Verwirkung der Courtage bei formnichtiger Ankaufsvereinbarung
1. Eine Doppeltätigkeit ist im Immobiliengeschäft regelmäßig nur dann Verwirkungsgrund, wenn eine Vermittlungstätigkeit (keine bloße Nachweistätigkeit) auf beiden Seiten vorliegt und dies dem Kunden nicht vorher offengelegt oder von ihm ausdrücklich gestattet wird.
2. Eine Reservierungsvereinbarung ist unwirksam, wenn auf den Kunden unzulässiger wirtschaftlicher und scheinbar rechtlicher bzw. tatsächlich moralischer Druck in erheblichem Ausmaß ausgeübt wird.
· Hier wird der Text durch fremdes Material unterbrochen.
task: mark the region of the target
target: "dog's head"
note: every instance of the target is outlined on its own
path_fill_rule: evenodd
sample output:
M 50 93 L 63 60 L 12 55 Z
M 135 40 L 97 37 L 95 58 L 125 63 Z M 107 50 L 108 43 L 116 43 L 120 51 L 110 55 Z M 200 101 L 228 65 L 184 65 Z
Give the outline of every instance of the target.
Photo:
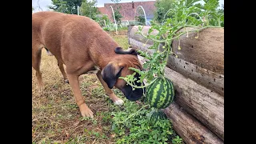
M 134 71 L 129 69 L 129 67 L 134 67 L 136 69 L 142 70 L 142 66 L 140 64 L 137 57 L 137 52 L 134 49 L 131 49 L 127 51 L 124 51 L 122 48 L 118 47 L 115 49 L 115 53 L 121 55 L 121 57 L 115 58 L 114 61 L 110 62 L 102 70 L 102 75 L 103 80 L 106 82 L 110 89 L 114 86 L 121 90 L 125 94 L 127 99 L 130 101 L 136 101 L 139 99 L 142 94 L 143 90 L 142 89 L 132 90 L 130 85 L 126 84 L 126 82 L 123 79 L 118 78 L 119 77 L 126 77 L 126 75 L 132 74 Z M 135 78 L 138 80 L 139 74 L 136 73 Z M 135 82 L 137 86 L 141 86 L 142 83 Z M 142 83 L 144 85 L 144 83 Z

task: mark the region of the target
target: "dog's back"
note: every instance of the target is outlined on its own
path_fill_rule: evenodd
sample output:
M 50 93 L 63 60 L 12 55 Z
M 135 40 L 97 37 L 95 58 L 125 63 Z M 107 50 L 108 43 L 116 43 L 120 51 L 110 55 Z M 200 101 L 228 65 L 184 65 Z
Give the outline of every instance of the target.
M 94 20 L 52 11 L 32 14 L 32 41 L 36 42 L 34 45 L 40 44 L 34 47 L 46 47 L 58 59 L 70 58 L 67 57 L 72 51 L 76 51 L 77 57 L 85 57 L 84 53 L 79 54 L 92 51 L 90 49 L 96 46 L 98 50 L 114 54 L 114 49 L 118 46 Z

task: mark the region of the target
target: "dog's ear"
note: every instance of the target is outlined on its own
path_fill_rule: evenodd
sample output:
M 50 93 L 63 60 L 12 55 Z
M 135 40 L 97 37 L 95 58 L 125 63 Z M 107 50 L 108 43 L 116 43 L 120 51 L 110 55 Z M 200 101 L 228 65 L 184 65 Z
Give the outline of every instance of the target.
M 114 87 L 117 79 L 120 77 L 124 66 L 115 65 L 114 63 L 107 64 L 102 71 L 103 80 L 110 89 Z
M 114 49 L 114 52 L 116 54 L 120 54 L 138 55 L 138 53 L 135 49 L 130 49 L 128 50 L 123 50 L 122 47 L 117 47 Z

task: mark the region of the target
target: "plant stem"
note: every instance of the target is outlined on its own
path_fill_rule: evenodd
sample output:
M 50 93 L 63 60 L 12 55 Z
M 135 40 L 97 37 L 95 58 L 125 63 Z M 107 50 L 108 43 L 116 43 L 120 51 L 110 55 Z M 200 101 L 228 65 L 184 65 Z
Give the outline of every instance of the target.
M 156 80 L 156 79 L 154 79 L 154 80 L 153 80 L 150 84 L 148 84 L 148 85 L 145 85 L 145 86 L 135 86 L 135 85 L 134 85 L 133 83 L 128 82 L 128 81 L 126 80 L 126 78 L 124 78 L 124 77 L 119 77 L 119 78 L 125 80 L 125 81 L 127 82 L 128 85 L 131 86 L 132 87 L 137 88 L 137 89 L 141 89 L 141 88 L 146 87 L 146 86 L 151 85 L 151 84 Z
M 124 123 L 125 122 L 126 122 L 126 121 L 127 121 L 128 119 L 130 119 L 130 118 L 135 116 L 139 111 L 141 111 L 142 110 L 143 110 L 145 107 L 149 106 L 150 106 L 150 105 L 144 105 L 144 106 L 142 106 L 138 110 L 137 110 L 135 113 L 129 115 L 129 117 L 128 117 L 126 119 L 125 119 L 125 120 L 122 121 L 122 122 L 117 122 L 117 123 Z

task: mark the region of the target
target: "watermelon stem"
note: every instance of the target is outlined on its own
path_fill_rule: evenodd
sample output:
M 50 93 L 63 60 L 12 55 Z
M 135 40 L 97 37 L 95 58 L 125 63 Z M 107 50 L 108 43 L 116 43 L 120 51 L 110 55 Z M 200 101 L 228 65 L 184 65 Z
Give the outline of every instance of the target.
M 154 78 L 152 82 L 150 82 L 150 83 L 149 83 L 149 84 L 147 84 L 147 85 L 142 86 L 135 86 L 135 85 L 134 85 L 132 82 L 129 82 L 129 81 L 127 80 L 127 78 L 125 78 L 125 77 L 119 77 L 119 78 L 125 80 L 125 81 L 127 82 L 128 85 L 130 85 L 130 86 L 131 86 L 132 87 L 134 87 L 134 88 L 136 88 L 136 89 L 141 89 L 141 88 L 147 87 L 147 86 L 149 86 L 150 85 L 151 85 L 152 83 L 154 83 L 154 81 L 156 80 L 156 78 Z
M 144 105 L 144 106 L 142 106 L 138 110 L 137 110 L 135 113 L 129 115 L 129 117 L 128 117 L 126 119 L 125 119 L 124 121 L 122 121 L 122 122 L 117 122 L 117 123 L 124 123 L 124 122 L 126 122 L 128 119 L 130 119 L 130 118 L 132 118 L 132 117 L 135 116 L 136 114 L 138 114 L 138 113 L 139 111 L 141 111 L 142 110 L 143 110 L 143 109 L 144 109 L 145 107 L 146 107 L 146 106 L 150 106 L 150 105 Z

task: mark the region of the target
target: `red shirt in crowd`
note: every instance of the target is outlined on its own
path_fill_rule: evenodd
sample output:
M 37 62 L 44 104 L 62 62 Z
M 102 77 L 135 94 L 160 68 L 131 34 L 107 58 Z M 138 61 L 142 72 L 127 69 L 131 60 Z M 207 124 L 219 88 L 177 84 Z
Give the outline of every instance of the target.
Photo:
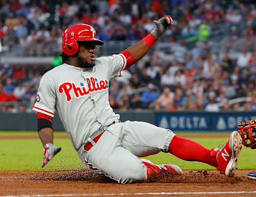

3. Bei formnichtigen Ankaufsvereinbarungen verwirkt ein Immobilienmakler seinen Lohnanspruch, wenn er mit an Vorsatz grenzender Leichtfertigkeit seinen Auftraggeber veranlasst, eine „Ankaufsverpflichtung“ zu unterzeichnen, um bei dem Auftraggeber den Eindruck einer Verpflichtung zum Kauf und zur Zahlung von erfolgsunabhängigem Maklerlohn zu erwecken.
Problem/Sachverhalt
Die Kläger verlangen von der beklagten Maklerin die Rückzahlung einer geleisteten Provision in Höhe von € 21.955,00. Die Beklagte hatte sich von den Klägern eine „Reservierungs-/ Ankaufsvereinbarung“ unterzeichnen lassen. Eingangs der umfangreichen Erklärung heißt es: „Käufer erklärt hiermit rechtsverbindlich handelnd, das von vorgenannter Immobilienfirma nachgewiesene und nachstehend bezeichnete Objekt, wie angeboten zu kaufen. Der Kaufpreis beträgt: € 615.000,00.“ Das Landgericht hat die Rückzahlungsklage abgewiesen. Zwischen den Parteien sei ein Maklervertrag zustande gekommen. Der seitens der Kläger behauptete Verwirkungstatbestand gemäß § 654 BGB läge nicht vor, weshalb die auf § 812 BGB gestützte Klage unbegründet sei. Hiergegen wenden sich die Kläger mit der Berufung.
Entscheidung
Mit Erfolg! Es kann dahinstehen, ob die Beklagte für beide Kaufvertragsparteien tätig geworden ist. Eine Doppeltätigkeit ist im Immobilienmaklergeschäft durchaus üblich und grundsätzlich zulässig, sofern der Makler für beide Teile als Nachweismakler oder für den einen als Vermittlungs- und für den anderen als Nachweismakler tätig geworden ist. Eine unzulässige Doppeltätigkeit hat das OLG nicht festgestellt. Die Provision ist aber verwirkt, weil sich die Beklagte durch die Verwendung der von ihr vorformulierten Reservierungs-/Ankaufsvereinbarung ihres Maklerlohns für unwürdig gezeigt habe. Dies deshalb, weil durch die vorzitierte Regelung bei den Käufern der falsche rechtliche Eindruck erweckt worden ist, dass sie sich bereits mit der Unterschrift unter diese Vereinbarung rechtlich bindend zum Abschluss eines Kaufvertrages verpflichtet hätten.
Praxishinweis
Die Verwirkungsrechtsprechung zu § 654 BGB hat eine lange, bereits vom Reichsgericht begründete Tradition. Der BGH betont deren Ausnahmecharakter und hat hierzu in ständiger Rechtsprechung folgende Formulierung entwickelt: „Die Verwirkung des Maklerlohnanspruchs hat Strafcharakter. Nicht jede objektiv erhebliche Pflichtverletzung des Maklers und damit auch nicht jedes Informations- und Beratungsverschulden lässt den Provisionsanspruch nach § 654 BGB entfallen, vielmehr ist in erster Linie subjektiv eine schwerwiegende Treuepflichtverletzung zu fordern; der Makler muss sich seines Lohnes ‚unwürdig‘ erwiesen haben. Das ist nach der Rechtsprechung erst dann der Fall, wenn er seine Treuepflicht vorsätzlich, wenn nicht gar arglistig, mindestens aber in einer dem Vorsatz nahekommenden grob leichtfertigen Weise verletzt hat.“ (BGH NJW 2012, 3718 m. w. N.).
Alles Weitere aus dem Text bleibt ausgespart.